Giliran Jihyun yang menatap Taehyung tak percaya, "Kau sudah terbiasa dengan dialek Gyeongsang rupanya."

"Bagaimana aku tak terbiasa jika Jungkook dan Jimin selalu berbicara padaku seperti itu," kata Taehyung, tapi sesaat kemudian raut wajahnya berubah, "Sayang, kini mereka tak mau bicara padaku. Padahal mereka berencana mengajakku berkeliling Busan."

"Benar juga!" pekik Gaeun seraya menepukkan tangannya, "Bagaimana kalau Senin depan kita mengenalkan Busan padanya. Sudah beberapa minggu dia di sini dan hanya tahu pantai Haeundae, itu menyedihkan."

Gaeun memilih hari Senin karena dua minggu sekali kafe akan tutup pada hari Senin.

"Kita?" tanya Jihyun retoris, "Tidak, tidak, tidak. Lebih tepatnya mungkin 'kau', bukan 'kita'."

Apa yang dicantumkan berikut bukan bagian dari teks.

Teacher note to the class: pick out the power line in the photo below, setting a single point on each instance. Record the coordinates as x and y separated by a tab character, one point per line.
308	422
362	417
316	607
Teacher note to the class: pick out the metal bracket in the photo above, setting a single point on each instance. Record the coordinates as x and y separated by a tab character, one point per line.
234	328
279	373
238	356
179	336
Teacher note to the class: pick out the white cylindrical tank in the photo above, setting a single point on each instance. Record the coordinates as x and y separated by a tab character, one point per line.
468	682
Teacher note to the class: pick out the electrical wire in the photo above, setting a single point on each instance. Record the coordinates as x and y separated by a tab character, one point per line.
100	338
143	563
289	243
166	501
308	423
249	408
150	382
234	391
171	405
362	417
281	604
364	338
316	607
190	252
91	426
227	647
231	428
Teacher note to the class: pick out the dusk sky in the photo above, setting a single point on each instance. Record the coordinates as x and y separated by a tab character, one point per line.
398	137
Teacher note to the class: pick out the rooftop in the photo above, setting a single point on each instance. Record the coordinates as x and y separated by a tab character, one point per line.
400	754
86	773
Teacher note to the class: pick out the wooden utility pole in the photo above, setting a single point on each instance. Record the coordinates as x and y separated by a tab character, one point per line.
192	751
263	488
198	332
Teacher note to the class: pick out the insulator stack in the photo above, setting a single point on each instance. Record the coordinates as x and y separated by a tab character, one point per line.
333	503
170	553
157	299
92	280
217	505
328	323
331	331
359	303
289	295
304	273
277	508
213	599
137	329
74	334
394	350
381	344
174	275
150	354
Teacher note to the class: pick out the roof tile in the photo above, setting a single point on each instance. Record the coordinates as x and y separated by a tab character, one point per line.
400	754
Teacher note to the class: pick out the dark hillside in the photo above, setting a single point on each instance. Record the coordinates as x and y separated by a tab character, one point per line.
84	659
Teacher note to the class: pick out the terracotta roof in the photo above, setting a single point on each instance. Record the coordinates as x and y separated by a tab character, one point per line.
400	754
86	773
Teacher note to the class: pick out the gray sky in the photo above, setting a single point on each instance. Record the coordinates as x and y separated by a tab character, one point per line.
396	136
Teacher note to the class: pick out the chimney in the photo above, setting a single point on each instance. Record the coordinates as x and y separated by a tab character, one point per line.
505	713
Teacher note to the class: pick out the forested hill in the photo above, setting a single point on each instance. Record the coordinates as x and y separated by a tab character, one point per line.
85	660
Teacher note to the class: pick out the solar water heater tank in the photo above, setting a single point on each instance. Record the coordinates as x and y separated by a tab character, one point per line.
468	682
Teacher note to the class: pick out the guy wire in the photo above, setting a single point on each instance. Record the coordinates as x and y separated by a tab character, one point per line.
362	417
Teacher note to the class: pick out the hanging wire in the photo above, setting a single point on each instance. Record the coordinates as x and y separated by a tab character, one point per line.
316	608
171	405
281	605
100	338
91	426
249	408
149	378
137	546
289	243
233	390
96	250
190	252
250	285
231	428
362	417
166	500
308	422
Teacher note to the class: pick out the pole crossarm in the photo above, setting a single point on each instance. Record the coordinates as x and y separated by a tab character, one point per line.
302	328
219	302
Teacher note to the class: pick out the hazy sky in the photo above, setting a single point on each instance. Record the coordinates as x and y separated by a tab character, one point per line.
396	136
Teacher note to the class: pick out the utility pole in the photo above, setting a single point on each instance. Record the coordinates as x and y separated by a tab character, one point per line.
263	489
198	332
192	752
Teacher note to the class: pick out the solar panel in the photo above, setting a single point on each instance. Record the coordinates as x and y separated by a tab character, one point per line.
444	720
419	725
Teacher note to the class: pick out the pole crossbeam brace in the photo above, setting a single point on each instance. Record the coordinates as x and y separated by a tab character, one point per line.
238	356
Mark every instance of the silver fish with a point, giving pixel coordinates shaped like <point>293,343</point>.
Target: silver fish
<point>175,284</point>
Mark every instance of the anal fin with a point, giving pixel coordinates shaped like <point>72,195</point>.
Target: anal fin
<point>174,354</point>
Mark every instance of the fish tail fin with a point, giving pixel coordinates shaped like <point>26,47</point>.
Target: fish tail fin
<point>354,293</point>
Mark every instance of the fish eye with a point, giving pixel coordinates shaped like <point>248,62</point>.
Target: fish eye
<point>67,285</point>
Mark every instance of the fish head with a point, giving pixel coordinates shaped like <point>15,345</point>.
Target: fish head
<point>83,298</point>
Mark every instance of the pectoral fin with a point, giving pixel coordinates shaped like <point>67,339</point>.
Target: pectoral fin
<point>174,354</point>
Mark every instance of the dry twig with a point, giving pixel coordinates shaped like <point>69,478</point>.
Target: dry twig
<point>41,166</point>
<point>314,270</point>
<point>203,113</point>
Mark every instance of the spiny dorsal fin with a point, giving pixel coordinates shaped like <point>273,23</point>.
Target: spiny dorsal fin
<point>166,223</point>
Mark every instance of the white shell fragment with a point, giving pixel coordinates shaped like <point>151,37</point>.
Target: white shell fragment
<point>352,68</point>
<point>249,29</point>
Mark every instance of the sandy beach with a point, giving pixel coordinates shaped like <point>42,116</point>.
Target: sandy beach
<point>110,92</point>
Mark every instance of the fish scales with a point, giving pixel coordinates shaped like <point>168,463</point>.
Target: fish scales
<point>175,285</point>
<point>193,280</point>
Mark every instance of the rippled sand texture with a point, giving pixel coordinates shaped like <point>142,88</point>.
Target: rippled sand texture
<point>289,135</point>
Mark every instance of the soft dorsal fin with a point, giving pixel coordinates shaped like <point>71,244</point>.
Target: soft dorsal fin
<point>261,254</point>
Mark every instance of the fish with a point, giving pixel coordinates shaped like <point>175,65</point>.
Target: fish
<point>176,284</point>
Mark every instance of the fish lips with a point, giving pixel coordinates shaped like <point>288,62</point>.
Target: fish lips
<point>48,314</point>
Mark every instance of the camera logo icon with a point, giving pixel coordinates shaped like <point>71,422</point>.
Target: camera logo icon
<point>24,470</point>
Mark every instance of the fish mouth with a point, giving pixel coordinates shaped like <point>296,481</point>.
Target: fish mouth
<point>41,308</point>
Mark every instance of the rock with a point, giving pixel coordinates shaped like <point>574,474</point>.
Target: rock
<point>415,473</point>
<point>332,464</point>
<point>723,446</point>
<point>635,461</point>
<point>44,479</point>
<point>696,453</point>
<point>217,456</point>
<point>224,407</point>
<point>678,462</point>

"Hei 'tetangga', kau tak mau menemaniku?" tanya Taehyung membuat Jihyun berjengit, "Tenang saja, aku yang mentraktir kalian."

"Aku tak butuh uangmu. Aku bisa bayar sendiri." Jihyun lalu berdiri membereskan kotak makannya dan menutup keras pintu rooftop.

Taehyung mengernyit heran, "Itu artinya dia setuju, kan?"

Gaeun tersenyum geli seraya mengangguk.